Pros and Cons of Debt Consolidation: Pros:

  • Pay less in interest with a lower interest rate.
  • Potential to get out of debt faster.
  • Simplifies payments with only one monthly payment.
  • Provides a clear plan and finish line for debt repayment.

Cons:

  • Qualification for a low-interest rate depends on credit score.
  • Debt consolidation doesn't eliminate debt but restructures it.
  • Doesn't address core spending issues, potentially exacerbating overspending.
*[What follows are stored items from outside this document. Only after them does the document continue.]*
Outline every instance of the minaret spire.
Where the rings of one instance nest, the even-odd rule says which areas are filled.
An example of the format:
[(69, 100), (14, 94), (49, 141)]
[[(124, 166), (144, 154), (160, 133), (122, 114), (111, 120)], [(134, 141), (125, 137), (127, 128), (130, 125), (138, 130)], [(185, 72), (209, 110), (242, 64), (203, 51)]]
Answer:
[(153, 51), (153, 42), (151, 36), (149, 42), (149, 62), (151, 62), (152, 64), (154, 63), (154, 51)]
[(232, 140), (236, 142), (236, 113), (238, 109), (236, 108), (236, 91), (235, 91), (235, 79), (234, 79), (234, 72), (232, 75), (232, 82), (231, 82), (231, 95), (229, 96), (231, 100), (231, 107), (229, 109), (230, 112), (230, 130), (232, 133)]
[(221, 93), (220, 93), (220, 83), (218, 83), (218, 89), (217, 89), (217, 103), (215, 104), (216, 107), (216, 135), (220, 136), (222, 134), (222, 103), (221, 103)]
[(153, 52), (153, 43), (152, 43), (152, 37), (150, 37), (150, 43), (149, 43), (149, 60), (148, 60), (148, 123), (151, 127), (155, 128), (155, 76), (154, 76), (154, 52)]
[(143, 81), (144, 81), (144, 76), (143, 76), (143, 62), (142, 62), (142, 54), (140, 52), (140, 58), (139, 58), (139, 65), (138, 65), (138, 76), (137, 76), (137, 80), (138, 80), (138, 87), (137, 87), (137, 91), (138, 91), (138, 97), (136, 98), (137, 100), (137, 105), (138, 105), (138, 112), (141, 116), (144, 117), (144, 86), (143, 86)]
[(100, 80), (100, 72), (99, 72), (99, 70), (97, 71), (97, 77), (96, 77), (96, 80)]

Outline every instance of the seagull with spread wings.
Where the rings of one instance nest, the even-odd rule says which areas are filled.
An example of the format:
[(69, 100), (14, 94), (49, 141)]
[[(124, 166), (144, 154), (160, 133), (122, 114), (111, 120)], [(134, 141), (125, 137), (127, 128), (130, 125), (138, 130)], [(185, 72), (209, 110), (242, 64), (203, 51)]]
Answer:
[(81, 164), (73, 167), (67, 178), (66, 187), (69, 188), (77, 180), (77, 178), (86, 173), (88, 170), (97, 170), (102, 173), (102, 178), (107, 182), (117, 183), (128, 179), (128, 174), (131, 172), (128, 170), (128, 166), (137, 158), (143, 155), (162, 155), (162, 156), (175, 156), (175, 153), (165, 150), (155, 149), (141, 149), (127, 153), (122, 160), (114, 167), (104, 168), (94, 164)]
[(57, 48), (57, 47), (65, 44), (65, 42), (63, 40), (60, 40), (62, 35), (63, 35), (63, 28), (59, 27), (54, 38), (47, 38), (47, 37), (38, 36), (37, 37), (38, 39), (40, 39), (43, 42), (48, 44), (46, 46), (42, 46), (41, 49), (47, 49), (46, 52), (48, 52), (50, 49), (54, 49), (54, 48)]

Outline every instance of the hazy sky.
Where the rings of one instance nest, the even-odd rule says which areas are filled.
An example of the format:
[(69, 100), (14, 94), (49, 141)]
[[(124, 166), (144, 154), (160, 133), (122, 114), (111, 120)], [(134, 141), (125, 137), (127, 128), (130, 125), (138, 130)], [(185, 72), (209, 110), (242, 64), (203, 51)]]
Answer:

Choosing a Lender for Debt Consolidation: The article lists lenders that offer standout debt consolidation loans, including SoFi, Avant, Best Egg, Citibank, and Discover. Each lender has its own APR range and loan amount limits.

Debt Consolidation for Bad Credit: For individuals with bad credit (a 620 credit score or lower), consolidation loans from credit unions and online lenders are suggested. Becoming a credit union member may provide access to a consolidation loan at a low rate. Online lenders offer debt consolidation loans for bad credit, with terms ranging from two to seven years.
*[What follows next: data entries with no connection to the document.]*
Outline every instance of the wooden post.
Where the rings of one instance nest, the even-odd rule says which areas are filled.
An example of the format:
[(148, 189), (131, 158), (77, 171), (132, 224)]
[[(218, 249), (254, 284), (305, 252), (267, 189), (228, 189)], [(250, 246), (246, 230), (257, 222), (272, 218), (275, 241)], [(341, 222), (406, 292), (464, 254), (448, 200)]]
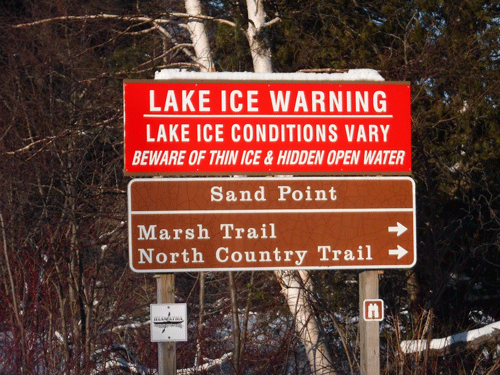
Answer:
[(365, 321), (363, 301), (378, 299), (379, 271), (359, 274), (359, 349), (361, 375), (380, 374), (380, 331), (378, 321)]
[[(159, 274), (155, 277), (157, 303), (175, 303), (174, 274)], [(175, 375), (177, 373), (175, 349), (175, 342), (158, 343), (158, 375)]]

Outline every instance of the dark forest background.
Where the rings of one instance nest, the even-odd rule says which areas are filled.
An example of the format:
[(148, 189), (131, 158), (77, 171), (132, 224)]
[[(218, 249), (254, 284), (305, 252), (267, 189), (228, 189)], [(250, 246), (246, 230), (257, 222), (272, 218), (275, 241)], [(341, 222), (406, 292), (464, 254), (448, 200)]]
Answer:
[[(202, 5), (213, 18), (206, 27), (216, 70), (252, 71), (242, 2)], [(370, 68), (411, 83), (418, 263), (380, 277), (383, 373), (498, 374), (498, 335), (445, 353), (408, 355), (399, 342), (500, 320), (500, 5), (276, 0), (266, 7), (269, 19), (280, 18), (262, 31), (276, 72)], [(122, 81), (197, 69), (177, 13), (185, 13), (181, 1), (0, 2), (0, 373), (156, 367), (147, 323), (155, 280), (131, 272), (127, 259)], [(258, 317), (240, 367), (206, 373), (308, 373), (273, 274), (235, 277), (239, 307)], [(178, 368), (194, 366), (196, 343), (208, 358), (232, 350), (222, 333), (231, 329), (227, 278), (208, 275), (204, 329), (194, 324), (191, 339), (178, 344)], [(356, 272), (314, 272), (311, 295), (336, 367), (354, 373), (356, 280)], [(193, 322), (199, 281), (176, 277), (177, 299)], [(110, 358), (128, 365), (102, 370)]]

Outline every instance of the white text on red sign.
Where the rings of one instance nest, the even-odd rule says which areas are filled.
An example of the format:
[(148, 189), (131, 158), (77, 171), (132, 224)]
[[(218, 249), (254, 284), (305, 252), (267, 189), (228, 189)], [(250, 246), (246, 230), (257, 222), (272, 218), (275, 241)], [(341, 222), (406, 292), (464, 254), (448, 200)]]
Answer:
[(411, 171), (409, 85), (124, 83), (125, 172)]

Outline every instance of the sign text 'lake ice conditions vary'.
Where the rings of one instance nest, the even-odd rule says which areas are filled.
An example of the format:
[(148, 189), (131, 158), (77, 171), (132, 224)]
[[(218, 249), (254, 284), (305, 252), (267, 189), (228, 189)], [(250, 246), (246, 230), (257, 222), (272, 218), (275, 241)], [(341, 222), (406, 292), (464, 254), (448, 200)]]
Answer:
[(124, 81), (125, 173), (409, 174), (405, 82)]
FAQs on Debt Consolidation:

  • Yes, you can consolidate all debts into one payment through a balance transfer card or a debt consolidation loan.
  • Applying for a debt consolidation loan may result in a temporary dip in credit scores, but timely payments can lead to a rebound.
  • Interest rates on mainstream debt consolidation loans range from 6% to 36%, with strong credit required for lower rates.
  • Using credit cards after debt consolidation is possible, but it's advised to use them cautiously and pay off balances to avoid interest and additional debt.

Feel free to ask if you have more specific questions or if there's a particular aspect you'd like more information on.